CHAPTER 4 — BEFORE I WAS BORN
by Lorena Llevado Sellers
My mom and dad are Tarcila Llevado and Loreto Llevado, both of whom have many generations of ancestors in Lawaan. We lived in the house that my mom grew up in and which was the house of her mother, my “inay” (grandmother), Sylvestra. There was a time during their marriage when they didn’t live in Guinoban–a time when they went into the mountains and had a farm in an area they cleared from the jungle. They told me many stories of living a life there completely without money — growing crops, fishing and hunting, about snakes and wild animals around them. The thing I remember most is my mom telling me how, when my dad would go at night to spear fish and frogs and other things in the river, he would tell her to keep the “lumusong” and “pato” out and be ready to pound the pato into the empty lumusong, which made a very loud sound — loud enough that he would hear it wherever he was and come running back to help her. I think this made her feel safer in that little thatch house along in the jungle. (See the picture of our neighbors today using the same lumusong and pato to grind palay into rice.)
But eventually they settled in Guinoban, in the small house of “Inay”, where they lived with her, just a few hundred feet from the Leyte Gulf underneath coconut trees. They had 12 children and I am the youngest. By the time I came along a few of the older ones had left, and a few others were starting to have babies of their own, some of whom lived with us, so even though I was the youngest of the children of my parents. I guess it made me sort of the baby in one way — youngest of twelve–but sort of the eldest of the second group, the nieces and nephews. I was their “tita” (aunt) of course, but our ages were so close that it felt more like being their elder sister (“ate”, as we call it, pronounced “a-teh”).

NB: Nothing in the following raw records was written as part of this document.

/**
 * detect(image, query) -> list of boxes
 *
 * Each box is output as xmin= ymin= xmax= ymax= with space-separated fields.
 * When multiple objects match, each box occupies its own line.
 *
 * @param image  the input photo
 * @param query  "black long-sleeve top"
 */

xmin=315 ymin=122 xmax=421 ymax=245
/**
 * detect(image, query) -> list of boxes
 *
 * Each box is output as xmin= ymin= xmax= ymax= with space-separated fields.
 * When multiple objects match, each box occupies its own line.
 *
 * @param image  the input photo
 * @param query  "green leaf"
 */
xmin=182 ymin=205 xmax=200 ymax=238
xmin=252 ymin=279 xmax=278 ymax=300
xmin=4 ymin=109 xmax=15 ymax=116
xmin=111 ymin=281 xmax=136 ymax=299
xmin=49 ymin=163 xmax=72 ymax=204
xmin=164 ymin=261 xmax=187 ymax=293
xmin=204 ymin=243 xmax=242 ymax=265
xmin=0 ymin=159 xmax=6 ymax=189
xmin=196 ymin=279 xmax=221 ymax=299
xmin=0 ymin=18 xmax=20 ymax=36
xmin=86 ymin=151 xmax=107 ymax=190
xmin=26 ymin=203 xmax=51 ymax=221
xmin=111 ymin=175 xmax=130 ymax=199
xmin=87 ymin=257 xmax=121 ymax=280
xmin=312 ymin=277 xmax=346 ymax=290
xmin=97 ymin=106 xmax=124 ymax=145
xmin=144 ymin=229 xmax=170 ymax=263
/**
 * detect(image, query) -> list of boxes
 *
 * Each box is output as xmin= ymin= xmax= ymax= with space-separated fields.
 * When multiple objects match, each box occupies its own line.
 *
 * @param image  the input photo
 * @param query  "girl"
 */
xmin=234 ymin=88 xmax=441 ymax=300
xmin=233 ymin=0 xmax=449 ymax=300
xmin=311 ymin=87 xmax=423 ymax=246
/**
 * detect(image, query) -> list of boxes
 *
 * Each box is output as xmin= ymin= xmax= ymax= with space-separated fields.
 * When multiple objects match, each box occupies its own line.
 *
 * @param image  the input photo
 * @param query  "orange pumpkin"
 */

Living in Lawaan, my father became a fisherman, going out each day when the weather allowed and bringing home different kinds of fish depending on the season. My mother took care of the children, cooked, cleaned, and took care of a small farm plot in the jungle near the village which we inherited from Inay. She also mended clothes, perepared fish for selling in town, and occasionally played cards with some of the ladies in the neighborhood.
I was born in the 1970’s at a time when Guinob-an didn’t have any roads leading in and out of the town. We were connected to the rest of Lawaan by footpaths. There was a government project to build a coastal road that came through Guinob-an and would connect all the seaside villages along the Leyte Gulf but it was not completed until sometime after I left. At the time I was born there was only elementary school in Guinob-an and the few students who continued on to high school had to travel across the Leyte Gulf by pump boat to the city of Tacloban. There is a story about the high school students from my town that I am proud to tell-it’s something I heard about growing up, and have researched enough now that I am pretty sure I have the details right. (But if I don’t, and anyone from Lawaan can add to this, please send in a comment.)
Emong Tiozon
The “Miss Lawaan” and Emong TiazonIn the days before there was a high school nearby to Lawaan, the only way that students could attend high school was to go to Tacloban, the capital of the nearby province of Leyte–a five to six hour trip across the Leyte Gulf. The only way to get there was aboard the pump boat (an oversized banca, really) called “Miss Lawaan”, which was owned and operated by Emong Tiazon. The boat would leave at midnight on Sunday, arriving early Monday morning around six, and the students would have to stay in Tacloban until Friday, coming home only for the weekends. Mano Emong was a tough businessman, not loved by everyone, because he had a monopoly on the boat transportation to and from Lawaan. But there was something that he did very quietly that not everyone knew about during his lifetime, but later people did come to know about it and recognize him for it. He never charged any money for “pasahe” (passage) for students–all the students traveled for free, no matter what their load was, like having a ‘student pass’ although no such thing existed. Not only that, often when he landed in Tacloban during the week he would find students waiting, hoping that their families had sent money to them, and when there was no money from their families, he lent money to the students, never charging interest and often forgetting about the loans altogether. Sadly, Mano Emong was never fully recognized for his generosity and towards the end he got into a bitter court battle with Apoy Ipe, his hired boat captain. Mano Emong’s health bean to fail; he had a bad heart attack and ended up being paralyzed from the waist down, then died soon after that. His children took over the Miss Lawaan and everything changed — everyone paid fares, no exception. The boat was then sold and Mano Emongs secret legacy was totally forgotten except by those he helped when it
was desperately needed.
I am very happy and proud to help keep his story alive, and I thank the others from Lawaan who are doing the same. I believe his story is the story of the heart of my people. We help each other, even today, and this is something I miss about living so far away from home.
Today I live in the U.S., in California, but I go back to Guinob-an and Lawaan every other year during fiesta. And now that we have good phone service and phone cards are not expensive, I can call home almost every day — at least 4 times a week. It’s not as good as being there, but it helps.